Fountain Tire Holdings Ltd. is a Canadian tire dealer and automotive service provider with 160 consumer locations in Central and Western Canada. The company also provides tires and tire-related services to commercial truck fleets and off-road vehicles used in agriculture, oil and gas, mining and construction.

Fountain Tire operates on a 50/50 partnership model whereby the majority of Fountain Tire managers own equity in their stores. The company was named one of “Canada’s Best Managed Companies” since 1994.

History
Fountain Tire was founded in 1956 by Bill Fountain. The company started as a small, double-bay garage in Wainwright, Alberta, and offered in-the-field service to farmers. As it grew, Bill Fountain decided to offer local managers 50 percent equity in their stores, still in use today. 

In 1976, Bill Fountain was killed in a car accident, leaving behind a network of 19 stores and partners.

The 1980s included further expansion for Fountain Tire: a move to the new head office in Edmonton and a change in Fountain Tire's expansion strategy. On September 24, 1987, Fountain Tire sold 49 percent of its business to Goodyear Canada. By the end of the 1990s, 100 new Fountain Tire stores had been added across Western Canada.

In 2014, Fountain Tire relocated its corporate headquarters to a new facility in the South Edmonton, called Fountain Tire Place.

In 2016, Fountain Tire reached its 60th anniversary. The company launched a 60-day cross-country campaign paying tribute to the 1950s with a drive-in movie tour and giveaways of 60,000 AIR MILES.

Today, Fountain Tire operates 160 locations in Canada from Victoria, B.C. to Vaughan, Ontario.

Corporate

Headquarters
Fountain Tire's corporate office is located in South Edmonton at Fountain Tire Place.

Community Involvement 
Fountain Tire supports the United Way, Junior Achievement and local charities in cities across Canada. In 2015, the company donated a 15-seat passenger van to Grow Calgary, Canada's largest urban farm, which supplies the local food bank. In 2019, Fountain Tire CEO Brent Hesje received a Northern Lights Award of Distinction by the Edmonton Chamber of Commerce in recognition of his corporate, community and industry leadership.

Marketing
Fountain Tire's slogans have included "Home of the Tire Experts," "Winning the West," "Your Alberta Tire Store" and “Trust. Fountain Tire.”

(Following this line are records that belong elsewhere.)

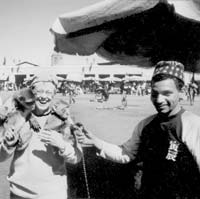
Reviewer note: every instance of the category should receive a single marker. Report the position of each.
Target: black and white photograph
(100, 99)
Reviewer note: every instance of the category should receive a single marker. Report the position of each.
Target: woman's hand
(11, 137)
(52, 138)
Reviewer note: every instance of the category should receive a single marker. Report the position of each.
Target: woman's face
(44, 93)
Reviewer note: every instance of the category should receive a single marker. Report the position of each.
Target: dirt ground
(105, 120)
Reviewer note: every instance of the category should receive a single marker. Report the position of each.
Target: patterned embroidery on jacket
(172, 150)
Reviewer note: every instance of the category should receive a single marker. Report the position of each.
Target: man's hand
(11, 137)
(84, 137)
(52, 138)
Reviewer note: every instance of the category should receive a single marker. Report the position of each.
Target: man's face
(44, 92)
(165, 96)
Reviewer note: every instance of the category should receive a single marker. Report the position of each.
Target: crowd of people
(38, 133)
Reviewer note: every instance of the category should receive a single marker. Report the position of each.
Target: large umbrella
(139, 32)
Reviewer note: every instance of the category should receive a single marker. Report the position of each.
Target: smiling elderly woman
(38, 170)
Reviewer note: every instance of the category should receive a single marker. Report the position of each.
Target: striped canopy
(139, 32)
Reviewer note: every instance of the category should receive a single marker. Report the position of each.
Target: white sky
(25, 24)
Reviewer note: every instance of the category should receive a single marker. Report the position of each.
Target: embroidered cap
(172, 68)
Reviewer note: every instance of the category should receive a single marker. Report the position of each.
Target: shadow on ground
(106, 180)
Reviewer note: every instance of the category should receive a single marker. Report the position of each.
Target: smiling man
(166, 144)
(38, 169)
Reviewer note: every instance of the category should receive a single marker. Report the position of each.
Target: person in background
(165, 145)
(38, 169)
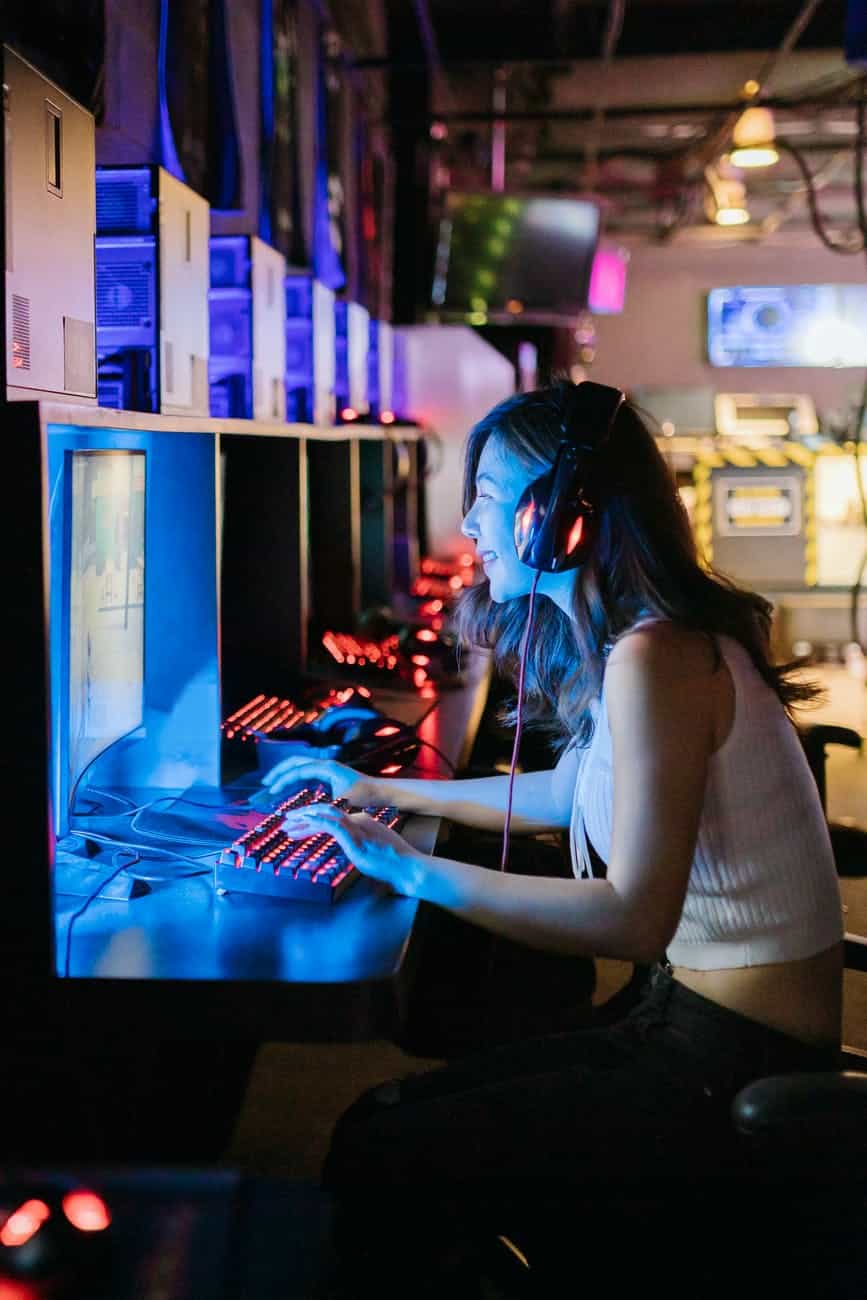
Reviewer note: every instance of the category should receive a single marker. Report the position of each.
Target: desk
(255, 967)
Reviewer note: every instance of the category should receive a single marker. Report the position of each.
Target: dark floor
(295, 1091)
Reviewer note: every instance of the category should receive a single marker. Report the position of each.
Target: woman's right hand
(343, 781)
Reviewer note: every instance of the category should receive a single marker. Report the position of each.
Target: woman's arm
(660, 693)
(541, 801)
(659, 689)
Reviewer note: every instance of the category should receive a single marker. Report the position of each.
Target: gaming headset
(558, 515)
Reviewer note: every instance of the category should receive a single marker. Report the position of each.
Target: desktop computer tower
(50, 224)
(380, 368)
(351, 346)
(152, 274)
(310, 350)
(247, 307)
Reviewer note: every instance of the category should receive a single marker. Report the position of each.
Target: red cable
(525, 645)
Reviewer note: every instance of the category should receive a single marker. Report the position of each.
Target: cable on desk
(437, 750)
(83, 908)
(142, 849)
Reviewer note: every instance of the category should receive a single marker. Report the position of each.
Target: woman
(698, 839)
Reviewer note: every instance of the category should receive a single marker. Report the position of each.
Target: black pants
(547, 1130)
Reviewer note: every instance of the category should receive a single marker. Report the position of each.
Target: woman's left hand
(375, 849)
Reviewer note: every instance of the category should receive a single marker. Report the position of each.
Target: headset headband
(589, 406)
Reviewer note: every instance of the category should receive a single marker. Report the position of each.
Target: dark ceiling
(634, 102)
(575, 29)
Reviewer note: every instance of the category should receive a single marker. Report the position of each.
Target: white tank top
(763, 885)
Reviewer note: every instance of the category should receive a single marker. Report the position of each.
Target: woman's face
(499, 481)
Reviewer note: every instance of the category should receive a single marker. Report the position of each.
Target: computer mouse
(55, 1234)
(378, 741)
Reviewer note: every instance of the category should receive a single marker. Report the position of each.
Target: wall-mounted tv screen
(788, 325)
(515, 259)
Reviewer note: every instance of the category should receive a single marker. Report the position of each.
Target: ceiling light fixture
(754, 139)
(725, 204)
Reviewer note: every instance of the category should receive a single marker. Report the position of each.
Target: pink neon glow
(607, 282)
(24, 1222)
(87, 1212)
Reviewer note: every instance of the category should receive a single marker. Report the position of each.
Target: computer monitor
(803, 325)
(133, 616)
(104, 681)
(515, 258)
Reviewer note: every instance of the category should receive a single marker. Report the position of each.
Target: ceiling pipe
(614, 26)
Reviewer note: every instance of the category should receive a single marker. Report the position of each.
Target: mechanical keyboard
(265, 861)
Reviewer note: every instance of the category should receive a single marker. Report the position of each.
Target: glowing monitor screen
(822, 325)
(515, 259)
(105, 680)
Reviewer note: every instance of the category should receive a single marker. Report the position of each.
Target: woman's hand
(343, 781)
(375, 849)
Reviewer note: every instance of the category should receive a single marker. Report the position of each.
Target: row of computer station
(222, 528)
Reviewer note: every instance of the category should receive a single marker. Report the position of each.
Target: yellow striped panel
(800, 455)
(740, 456)
(771, 456)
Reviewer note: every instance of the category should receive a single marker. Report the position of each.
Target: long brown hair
(644, 562)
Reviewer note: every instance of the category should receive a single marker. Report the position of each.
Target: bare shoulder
(664, 649)
(664, 674)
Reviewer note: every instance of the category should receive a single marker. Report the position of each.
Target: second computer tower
(152, 278)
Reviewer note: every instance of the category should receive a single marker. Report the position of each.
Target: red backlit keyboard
(264, 715)
(264, 859)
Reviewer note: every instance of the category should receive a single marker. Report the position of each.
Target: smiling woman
(698, 844)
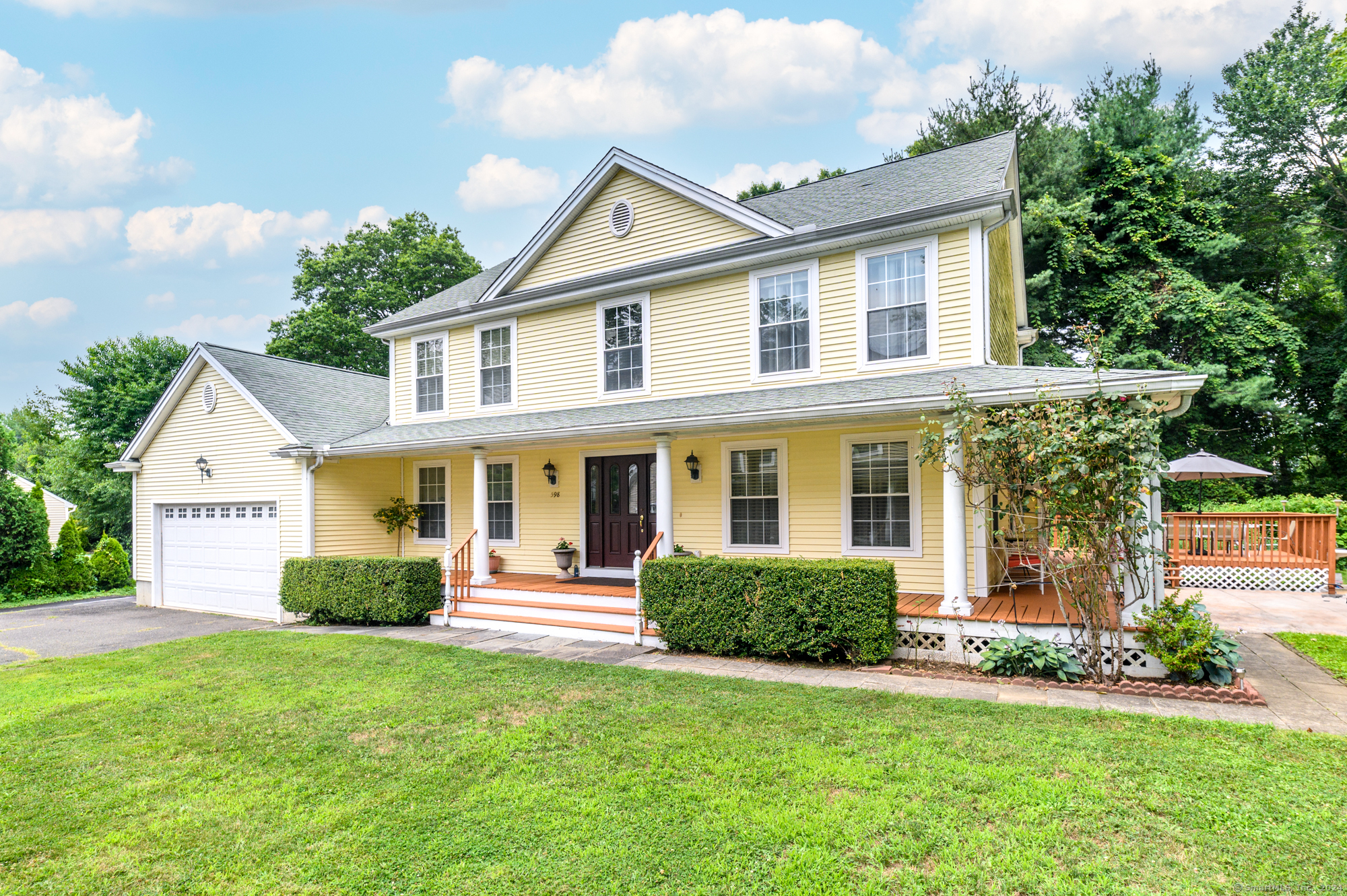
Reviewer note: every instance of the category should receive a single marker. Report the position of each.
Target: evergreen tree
(72, 570)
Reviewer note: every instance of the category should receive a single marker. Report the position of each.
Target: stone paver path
(1296, 697)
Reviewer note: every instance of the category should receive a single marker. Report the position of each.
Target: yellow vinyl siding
(666, 225)
(956, 314)
(1001, 281)
(236, 439)
(816, 504)
(700, 339)
(347, 494)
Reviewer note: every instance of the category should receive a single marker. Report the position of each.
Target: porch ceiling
(812, 404)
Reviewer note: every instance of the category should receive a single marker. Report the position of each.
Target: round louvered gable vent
(622, 217)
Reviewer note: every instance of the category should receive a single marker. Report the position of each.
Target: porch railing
(459, 575)
(636, 568)
(1282, 541)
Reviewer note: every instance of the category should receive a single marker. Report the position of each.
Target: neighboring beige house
(59, 509)
(747, 378)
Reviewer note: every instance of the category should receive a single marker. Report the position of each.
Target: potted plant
(565, 553)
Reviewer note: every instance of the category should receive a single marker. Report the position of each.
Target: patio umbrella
(1204, 466)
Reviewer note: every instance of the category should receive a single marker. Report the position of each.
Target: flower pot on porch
(564, 561)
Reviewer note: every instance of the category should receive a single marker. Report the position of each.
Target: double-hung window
(896, 315)
(880, 494)
(430, 376)
(756, 517)
(433, 499)
(496, 364)
(624, 345)
(786, 326)
(502, 518)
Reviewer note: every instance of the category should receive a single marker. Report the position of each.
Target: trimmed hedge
(770, 607)
(362, 591)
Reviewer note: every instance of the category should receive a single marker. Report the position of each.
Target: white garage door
(220, 559)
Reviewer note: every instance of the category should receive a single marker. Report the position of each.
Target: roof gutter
(740, 256)
(1182, 384)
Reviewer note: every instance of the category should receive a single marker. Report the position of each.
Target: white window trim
(812, 265)
(645, 299)
(514, 485)
(783, 491)
(914, 440)
(514, 364)
(416, 341)
(931, 245)
(449, 502)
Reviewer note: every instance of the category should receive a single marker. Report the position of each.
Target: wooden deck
(1028, 607)
(549, 586)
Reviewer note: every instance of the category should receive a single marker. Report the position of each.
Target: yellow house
(661, 366)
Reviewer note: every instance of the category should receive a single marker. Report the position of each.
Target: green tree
(374, 272)
(72, 570)
(115, 386)
(22, 530)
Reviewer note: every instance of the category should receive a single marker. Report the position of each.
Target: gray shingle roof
(468, 291)
(669, 412)
(934, 178)
(317, 404)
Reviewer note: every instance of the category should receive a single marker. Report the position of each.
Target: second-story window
(783, 320)
(896, 306)
(496, 365)
(430, 376)
(624, 347)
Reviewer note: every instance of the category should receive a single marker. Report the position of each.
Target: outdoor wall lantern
(694, 467)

Actor and comedian Thom Sharp became Fountain Tire's spokesperson in 1994 and was known as “The Fountain Tire Guy” for more than 20 years.

In 2018, Fountain Tire launched a new brand and tag line, “We’re on this road together,” to reflect a philosophy of partnership across the company.

Awards 
Fountain Tire is a longstanding Platinum Club member of Canada's Best Managed Companies (Deloitte),  winning its first award in 1994.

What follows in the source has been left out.